Patients with intermediate risk. The large, diverse group of patients classified as intermediate risk presents a challenge for clinicians developing treatment approaches. These patients are divided into “favorable” and “unfavorable” groups. The new guidelines say that for the favorable group, after initial therapy, observation is now preferred; for the unfavorable group, the following apply: Initial therapy changes from external beam radiation therapy (EBRT) androgen deprivation therapy (ADT) for 4 to 6 months to EBRT ADT for 4 to 6 months, or initial therapy changes to EBRT + brachytherapy ADT for 4 to 6 months.
Mohler drilled down data comparing intermittent and continuous use of ADT intermittently and continuously; new language calls for considering intermittent ADT in M0 prostate-specific antigen cancer.
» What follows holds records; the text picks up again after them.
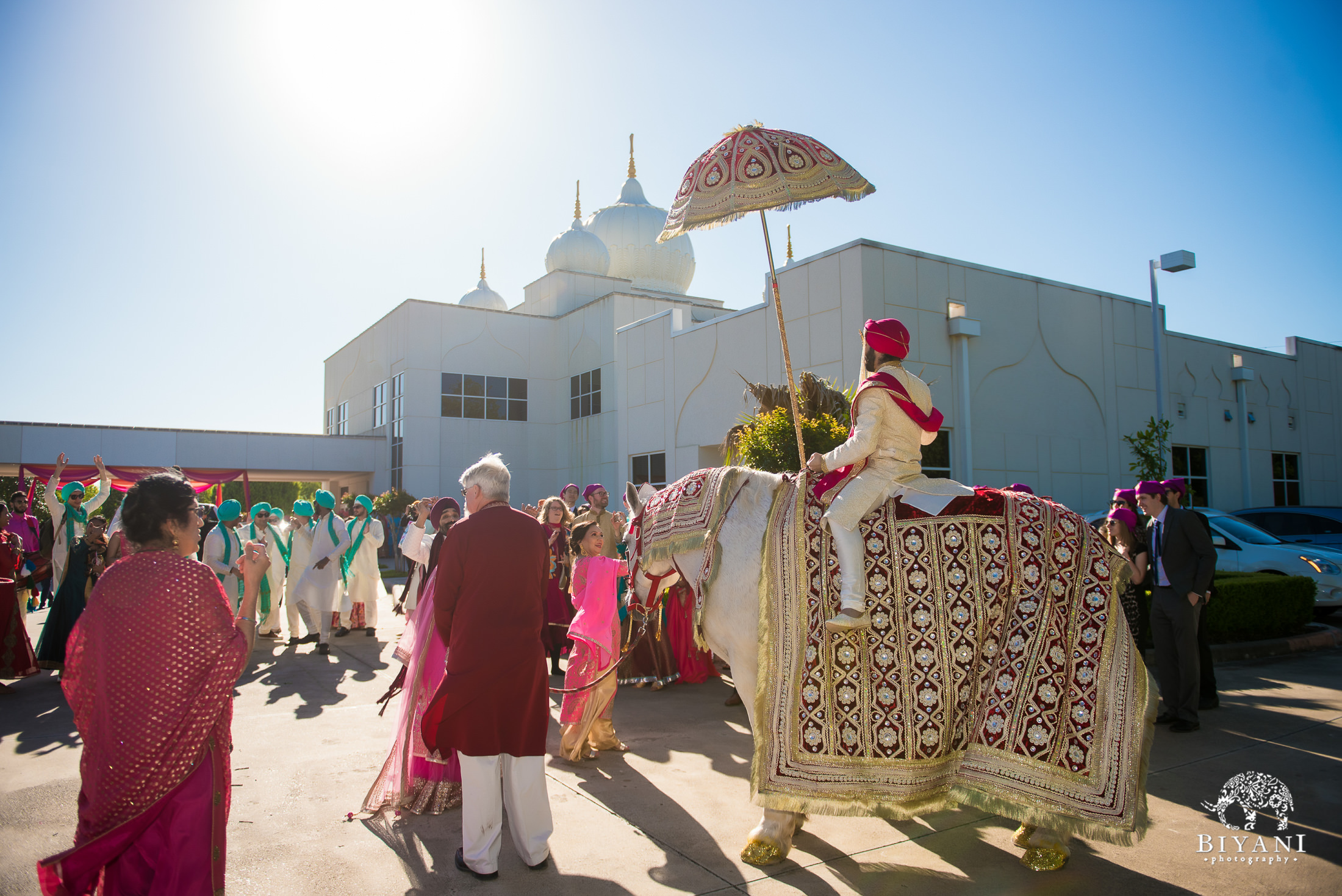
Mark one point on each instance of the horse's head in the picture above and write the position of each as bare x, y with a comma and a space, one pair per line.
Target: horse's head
643, 578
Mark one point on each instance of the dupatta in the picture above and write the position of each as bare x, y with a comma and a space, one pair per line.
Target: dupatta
149, 674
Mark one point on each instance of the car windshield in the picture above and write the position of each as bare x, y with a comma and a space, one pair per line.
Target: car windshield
1244, 531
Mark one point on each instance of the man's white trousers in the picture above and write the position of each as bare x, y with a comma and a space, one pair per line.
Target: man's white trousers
484, 800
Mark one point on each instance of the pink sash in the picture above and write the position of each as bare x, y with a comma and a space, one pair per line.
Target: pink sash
828, 486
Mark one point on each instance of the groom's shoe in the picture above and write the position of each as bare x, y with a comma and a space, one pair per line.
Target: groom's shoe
843, 623
461, 866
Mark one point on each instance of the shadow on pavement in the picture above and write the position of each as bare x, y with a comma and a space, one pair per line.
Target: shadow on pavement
426, 847
38, 714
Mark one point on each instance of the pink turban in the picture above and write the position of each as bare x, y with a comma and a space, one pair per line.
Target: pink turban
888, 337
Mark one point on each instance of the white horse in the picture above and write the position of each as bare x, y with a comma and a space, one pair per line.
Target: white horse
730, 629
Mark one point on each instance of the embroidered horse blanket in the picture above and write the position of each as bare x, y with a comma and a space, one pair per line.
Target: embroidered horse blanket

He noted language now appearing in the guidelines: “Whether treatment of regional nodes in addition to the primary improves outcomes remains uncertain; nodal treatment should be performed in the context of a clinical trial.”
For metastatic castration-naive disease, “ADT is the gold standard,” the guideline reads, but a phase 3 trial comparing continuous with intermittent could not show noninferiority for survival. Quality of life was better in the intermittent arm.
Castration-Resistant Prostate Cancer. Updates also addressed secondary hormone therapy in nonmetastatic CRPC, or M0 CRPC. Mohler reviewed clinical trials that led to recommendations for apalutamide and enzalutamide, which appear in the guidelines, as well as a trial for darolutamide, which is not included because it is not yet approved.
A “rousing debate” centered on whether these therapies should become the new standard of care, said Mohler, who addressed the cost of the therapies. If a man is diagnosed with CRPC that becomes metastatic, the cost can easily run from $500,000 to $1 million.
“We need to start thinking about the cost of treatment or [financial] toxicity,” Mohler said, noting that this is becoming an especially big problem for families of patients with prostate cancer. “We need good data in this field, and there [are] not a whole lot,” he said.